The BBB/BSCB normally restricts leukocyte entry and as a result the CNS is considered an immune-privileged site under normal conditions. However, under many pathological conditions, leukocyte transendothelial migration into the CNS occurs and pericytes contribute to this process. First, pericyte dilatation increases blood flow to specific areas, thereby increasing leukocyte delivery to the NVUs in question. Second, pericytes are able to release factors into the circulation which promote leukocyte chemoattraction, including TNFα, interleukins (including IL-1β, IL-6 and IL-10), interferon gamma (IFNγ), TGFβ1, and members of the CC (denoting 2 adjacent cysteines) chemokines, including monocyte-chemoattractant protein-1 (MCP-1) ^{70, 71} . Pro-inflammatory secreted factors are, however, species-dependent, and rodents differ significantly from human pericytes in their secretome ³ . Third, CNS pericyte-derived chemokines stimulate leukocyte integrins, allowing interaction with endothelial adhesion molecules in the vascular lumen, and pericytes also express intercellular adhesion molecule-1 (ICAM-1) and vascular cell adhesion molecule-1 (VCAM-1) contributing to leukocyte transmigration into the perivascular space ³ . Lastly, once leukocytes are in the perivascular niche, without pericyte-mediated adhesion molecule guidance, leukocytes can be cleared by a perivascular clearance mechanism and not breach the astrocytic end-feet (glia limitans) and reach the nervous parenchyma ² .
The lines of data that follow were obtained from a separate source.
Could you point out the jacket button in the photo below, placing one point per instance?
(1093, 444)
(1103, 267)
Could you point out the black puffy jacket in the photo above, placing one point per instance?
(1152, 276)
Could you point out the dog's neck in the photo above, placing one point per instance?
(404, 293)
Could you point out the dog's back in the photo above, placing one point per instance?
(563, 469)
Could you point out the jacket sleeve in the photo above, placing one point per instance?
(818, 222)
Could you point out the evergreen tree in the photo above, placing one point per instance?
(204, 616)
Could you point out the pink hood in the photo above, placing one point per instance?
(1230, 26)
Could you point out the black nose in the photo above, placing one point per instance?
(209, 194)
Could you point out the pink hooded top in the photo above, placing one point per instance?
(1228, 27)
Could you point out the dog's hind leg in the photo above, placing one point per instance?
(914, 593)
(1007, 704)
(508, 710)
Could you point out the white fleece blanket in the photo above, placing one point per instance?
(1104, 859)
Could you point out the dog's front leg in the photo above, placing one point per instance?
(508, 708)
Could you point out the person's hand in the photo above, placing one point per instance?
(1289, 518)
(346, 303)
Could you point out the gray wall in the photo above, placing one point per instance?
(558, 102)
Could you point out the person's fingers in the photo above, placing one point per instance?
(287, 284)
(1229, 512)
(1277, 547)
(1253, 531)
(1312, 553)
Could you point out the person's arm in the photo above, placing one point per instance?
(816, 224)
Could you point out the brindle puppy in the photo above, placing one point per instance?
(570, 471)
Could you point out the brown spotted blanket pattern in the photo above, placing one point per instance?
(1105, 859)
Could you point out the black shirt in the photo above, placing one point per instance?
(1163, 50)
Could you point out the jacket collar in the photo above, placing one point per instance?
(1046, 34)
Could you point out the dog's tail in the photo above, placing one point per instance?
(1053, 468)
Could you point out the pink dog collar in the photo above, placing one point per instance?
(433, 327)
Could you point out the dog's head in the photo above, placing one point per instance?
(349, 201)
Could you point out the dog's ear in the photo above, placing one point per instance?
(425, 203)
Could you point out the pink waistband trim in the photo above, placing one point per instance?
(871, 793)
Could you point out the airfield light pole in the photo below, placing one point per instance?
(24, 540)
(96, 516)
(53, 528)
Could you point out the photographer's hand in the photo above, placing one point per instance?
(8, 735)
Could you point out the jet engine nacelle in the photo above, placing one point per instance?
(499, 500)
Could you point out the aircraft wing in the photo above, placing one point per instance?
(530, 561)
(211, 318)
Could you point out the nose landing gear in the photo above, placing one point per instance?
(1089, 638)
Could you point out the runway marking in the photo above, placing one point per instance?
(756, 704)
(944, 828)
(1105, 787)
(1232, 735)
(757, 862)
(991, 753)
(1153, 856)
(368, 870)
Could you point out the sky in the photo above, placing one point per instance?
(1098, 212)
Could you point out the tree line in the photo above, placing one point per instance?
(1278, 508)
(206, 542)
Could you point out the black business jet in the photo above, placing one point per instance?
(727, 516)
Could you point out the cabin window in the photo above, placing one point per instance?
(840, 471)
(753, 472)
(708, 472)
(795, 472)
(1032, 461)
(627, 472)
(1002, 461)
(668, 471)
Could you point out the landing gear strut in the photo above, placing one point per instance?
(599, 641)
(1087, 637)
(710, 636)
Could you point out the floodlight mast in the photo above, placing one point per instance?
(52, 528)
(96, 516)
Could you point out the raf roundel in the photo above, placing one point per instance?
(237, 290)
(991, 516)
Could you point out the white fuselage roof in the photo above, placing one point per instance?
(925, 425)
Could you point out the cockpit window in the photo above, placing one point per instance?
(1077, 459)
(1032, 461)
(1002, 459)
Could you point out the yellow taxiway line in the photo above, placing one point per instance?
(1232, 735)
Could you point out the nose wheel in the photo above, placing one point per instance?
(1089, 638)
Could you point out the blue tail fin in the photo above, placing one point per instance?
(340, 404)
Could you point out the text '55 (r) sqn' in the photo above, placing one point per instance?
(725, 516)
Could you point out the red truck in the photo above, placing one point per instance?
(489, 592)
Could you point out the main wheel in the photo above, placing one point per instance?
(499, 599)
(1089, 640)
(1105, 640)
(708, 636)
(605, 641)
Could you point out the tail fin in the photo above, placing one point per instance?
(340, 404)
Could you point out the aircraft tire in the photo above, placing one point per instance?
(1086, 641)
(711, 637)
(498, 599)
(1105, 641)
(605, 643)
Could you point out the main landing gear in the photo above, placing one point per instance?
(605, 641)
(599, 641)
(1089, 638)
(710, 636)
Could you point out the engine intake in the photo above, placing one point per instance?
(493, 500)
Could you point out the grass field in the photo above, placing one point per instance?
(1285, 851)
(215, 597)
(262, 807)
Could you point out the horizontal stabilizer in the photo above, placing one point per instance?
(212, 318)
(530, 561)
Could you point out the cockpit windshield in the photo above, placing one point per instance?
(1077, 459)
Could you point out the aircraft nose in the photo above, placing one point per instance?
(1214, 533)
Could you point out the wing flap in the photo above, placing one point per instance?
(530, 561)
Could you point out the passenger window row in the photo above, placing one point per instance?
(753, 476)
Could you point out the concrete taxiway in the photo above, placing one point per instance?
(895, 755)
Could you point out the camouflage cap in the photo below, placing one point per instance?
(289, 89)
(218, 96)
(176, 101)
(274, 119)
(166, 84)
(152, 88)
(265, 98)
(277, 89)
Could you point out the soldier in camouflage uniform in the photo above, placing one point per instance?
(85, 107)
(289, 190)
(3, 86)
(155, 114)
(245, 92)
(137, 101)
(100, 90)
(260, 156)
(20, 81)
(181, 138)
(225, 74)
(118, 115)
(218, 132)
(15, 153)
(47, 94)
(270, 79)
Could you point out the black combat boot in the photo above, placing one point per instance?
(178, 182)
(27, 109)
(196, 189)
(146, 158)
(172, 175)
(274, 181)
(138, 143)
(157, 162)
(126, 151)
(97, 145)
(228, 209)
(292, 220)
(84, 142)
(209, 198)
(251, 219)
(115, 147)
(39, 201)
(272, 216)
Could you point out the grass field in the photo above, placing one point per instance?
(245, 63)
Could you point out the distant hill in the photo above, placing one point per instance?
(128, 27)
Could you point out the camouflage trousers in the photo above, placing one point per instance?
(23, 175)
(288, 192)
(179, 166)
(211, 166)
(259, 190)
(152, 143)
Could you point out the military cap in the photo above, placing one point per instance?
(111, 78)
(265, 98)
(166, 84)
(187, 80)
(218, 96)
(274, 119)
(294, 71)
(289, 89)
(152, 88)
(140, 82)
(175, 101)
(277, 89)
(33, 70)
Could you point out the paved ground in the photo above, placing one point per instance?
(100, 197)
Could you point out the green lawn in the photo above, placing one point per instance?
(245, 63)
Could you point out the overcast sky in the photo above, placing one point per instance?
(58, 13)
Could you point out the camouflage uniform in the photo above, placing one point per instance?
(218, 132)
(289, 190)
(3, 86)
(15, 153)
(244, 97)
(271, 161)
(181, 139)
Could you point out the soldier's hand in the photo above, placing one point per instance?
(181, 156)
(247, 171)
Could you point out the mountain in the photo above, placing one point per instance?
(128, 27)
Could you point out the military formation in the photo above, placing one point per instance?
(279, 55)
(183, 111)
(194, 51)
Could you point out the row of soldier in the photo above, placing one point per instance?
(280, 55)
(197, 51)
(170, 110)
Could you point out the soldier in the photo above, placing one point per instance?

In preclinical models of painful neuropathy such as peripheral nerve injury model, there is evidence that immune cells transmigrate into the CNS and these may contribute to the development of CNS neuronal sensitization (central sensitization) ^{72– 74} . A recent report shows that peripheral nerve injury results in disruption of the BSCB, and loss of both tight junction proteins and spinal pericyte coverage ⁷⁵ . Therefore, if pericytes regulate the passage of immune cells into the nervous tissue parenchyma ( Figure 1), then altering this process may be a viable intervention with the aim of lessening central sensitizing processes that lead to increased pain. Pericytes are crucial to the development of the CNS and in central neurodegenerative disorders, and these findings suggest that they also contribute to spinal processing of sensory information and pain.

This article highlights the key areas of CNS pericyte physiology that, when dysregulated in pathology, could lead to neuronal sensitization and an increased pain state ( Figure 1b). Pericytes are a more attractive pharmacological target than those that are beyond the second barrier of the BBB/BSCB, the glia limitans. An agent targeting CNS perivascular cells will not need to penetrate the glia limitans thereby reducing possible off target and detrimental side effects within the CNS parenchyma. However, whether CNS pericytic actions affect pain is currently severely under-researched; more focussed research into the actions of pericytes in the context of neuronal sensitization and pain could present many potential therapeutic opportunities.